As mentioned above when evaluating the normalised eccentricity, the thrust bearing limits the rotor’s tilting. For this reason, the bearing torque and the corresponding rotor tilting angle are evaluated (see Figure 16). If the thrust bearing is neglected, the rotor can tilt up to $\widehat{\phi }\approx 0.58$–$0.70$, whereas with consideration of the tilting stiffness, the rotor tilts by $\widehat{\phi }\approx 0.0$–$0.2$. The tilting angle refers to the maximum possible tilting angle of the rotor. Furthermore, the bearing torque shows that with the occurrence of sub-synchronous oscillations, increased tilting torques can occur, which contribute to the overall stiffness of the bearing.

4. Conclusions

In this contribution, the response behaviour of a semi-floating ring supported turbocharger rotor is investigated under the influence of both cavitation and thrust bearing support concerning the occurrence and amplitudes of sub-synchronous vibrations. The Reynolds equation with mass-conserving cavitation according to the two-phase model is used to determine the pressure and lubricant distribution in floating ring and thrust bearings. In addition to the hydrodynamic state, the thermodynamics at floating ring bearings are also considered. Here, the three-dimensional energy equation for the lubricant film and the heat conduction equation for the supported elements are evaluated as a fully coupled system.

To investigate the effects of cavitation and thrust bearing, various levels of detail of the bearing system are chosen and their impact on the rotor response is evaluated in time and frequency domain. As the simplest modelling, the thrust bearing is neglected and a fully filled lubrication gap (Half-Sommerfeld cavitation) is assumed (V1). Under these circumstances, no sub-synchronous vibrations could be predicted since an always fully filled gap overestimates the stiffness and damping of the floating ring bearings. A significantly better agreement with the measurements can be achieved by taking outgassing processes into account (V2). Compared to V1, the occurrence of cavitation leads to a softer bearing behaviour with lower damping and stiffness, which favours the occurrence of oil-whip phenomena. The results with mass-conserving cavitation show better agreement with regard to the starting frequency of the oil-whip, but the vibration amplitudes are still too low compared to the measurements. Subsequently, the influence of the thrust bearing is discussed more in detail. For this purpose, run-up simulations with thrust bearing and Half-Sommerfeld solution (V3) were carried out. Here, sub-synchronous vibrations are also observed at higher speed range. The occurrence of oil-whip can be explained by the fact that the additional tilting stiffness can shift the rotor natural frequencies closer to the oil whirling frequency of the floating ring bearing. The best agreement with the measurements is achieved when both thrust bearing and outgassing processes are taken into account. Here, the effects of a softer bearing behaviour and shifting of the rotor natural frequencies are superimposed.
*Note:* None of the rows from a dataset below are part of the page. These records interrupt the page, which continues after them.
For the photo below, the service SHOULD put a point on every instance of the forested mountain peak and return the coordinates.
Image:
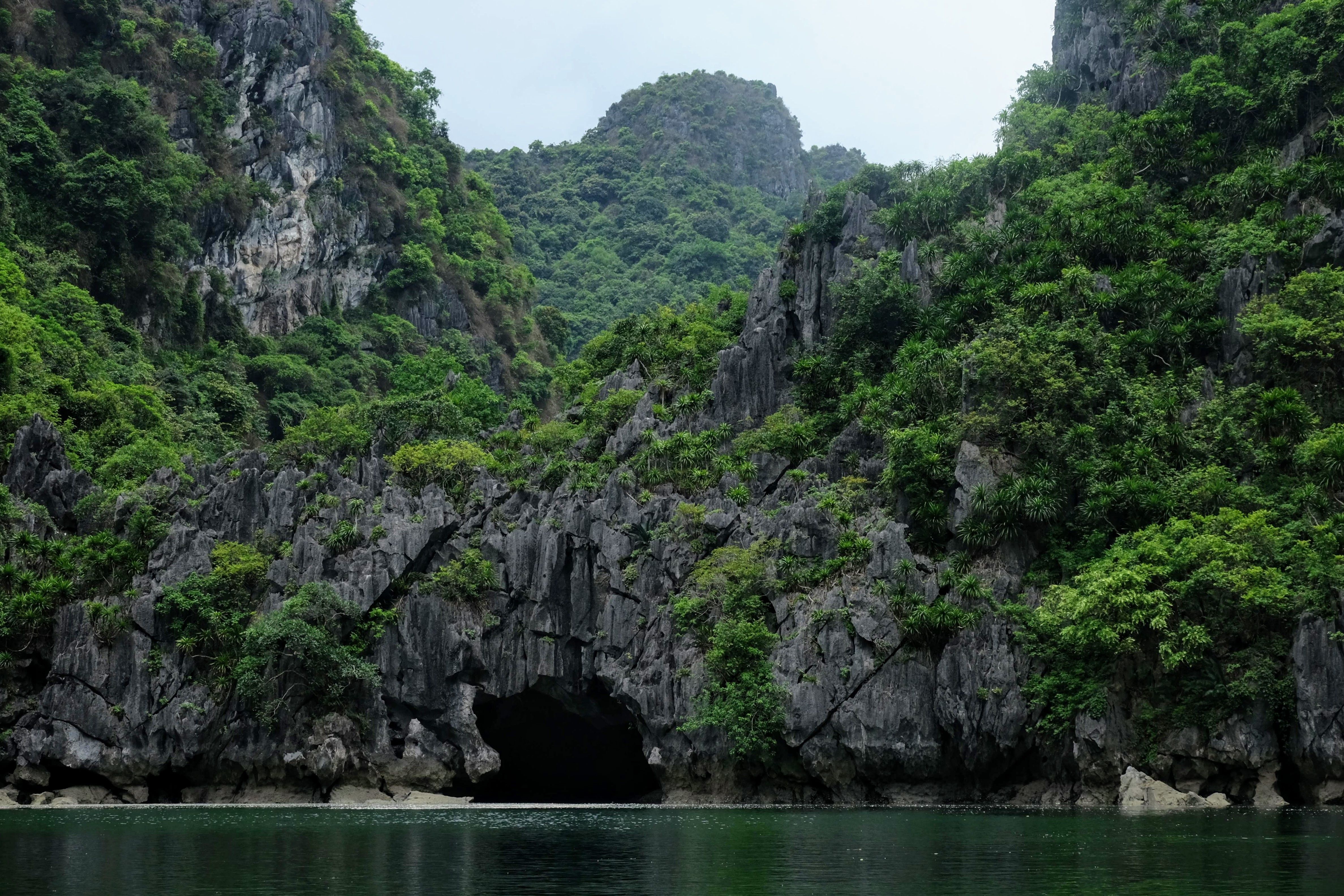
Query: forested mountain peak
(685, 184)
(736, 131)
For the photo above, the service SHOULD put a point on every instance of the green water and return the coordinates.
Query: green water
(667, 851)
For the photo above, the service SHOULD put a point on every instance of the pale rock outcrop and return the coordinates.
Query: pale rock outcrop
(1141, 792)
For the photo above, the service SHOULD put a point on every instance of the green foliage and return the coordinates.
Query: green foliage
(299, 655)
(209, 614)
(38, 575)
(787, 433)
(448, 464)
(725, 605)
(643, 214)
(464, 579)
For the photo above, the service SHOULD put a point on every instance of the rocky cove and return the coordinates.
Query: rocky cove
(1092, 320)
(569, 680)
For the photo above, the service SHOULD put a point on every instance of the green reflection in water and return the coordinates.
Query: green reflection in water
(667, 851)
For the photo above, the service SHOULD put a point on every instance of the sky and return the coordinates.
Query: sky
(901, 80)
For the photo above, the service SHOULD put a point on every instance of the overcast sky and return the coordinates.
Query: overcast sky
(900, 80)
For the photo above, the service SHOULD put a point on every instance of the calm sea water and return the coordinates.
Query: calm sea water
(667, 851)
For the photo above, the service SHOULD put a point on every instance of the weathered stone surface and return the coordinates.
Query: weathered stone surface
(349, 796)
(41, 473)
(1318, 747)
(1141, 792)
(1091, 48)
(420, 798)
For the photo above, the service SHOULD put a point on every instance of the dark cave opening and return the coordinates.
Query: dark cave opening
(579, 751)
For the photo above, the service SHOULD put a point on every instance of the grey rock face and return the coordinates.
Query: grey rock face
(311, 244)
(40, 472)
(582, 617)
(1319, 674)
(753, 379)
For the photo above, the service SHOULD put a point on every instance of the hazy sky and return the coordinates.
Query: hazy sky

Furthermore, the rotor’s vibration mode was investigated using the normalised eccentricity and motion orbit of the bushing and shaft. For the considered rotor, the influence of thrust bearing can be seen by the compressor sided bushing motion. If the tilting stiffness and damping are neglected, the bushing is located at the upper range of the bearing housing so that the rotor has a significant tilting position. The consideration of tilting stiffness counteracts the rotor tilting so that the motion orbit of the bushing is located in lower region. In contrast, the bushing at turbine bearing does not show any significant influence from the thrust bearing since the centre of gravity of the rotor is close to the turbine bearing and thus higher radial loads are generally present. Consequently, the influence of the thrust bearing is more significant the more decentred the centre of gravity of the rotor is, and thus a possible tilting of the rotor during turbocharger operation is favoured.

In addition to the floating ring bearing state, the minimum lubrication gap, the tilting angle of the rotor and the resulting forces and torques at thrust bearing are evaluated. The already mentioned conclusions based on the bushing movements can also be obtained when the rotor tilting angle is evaluated.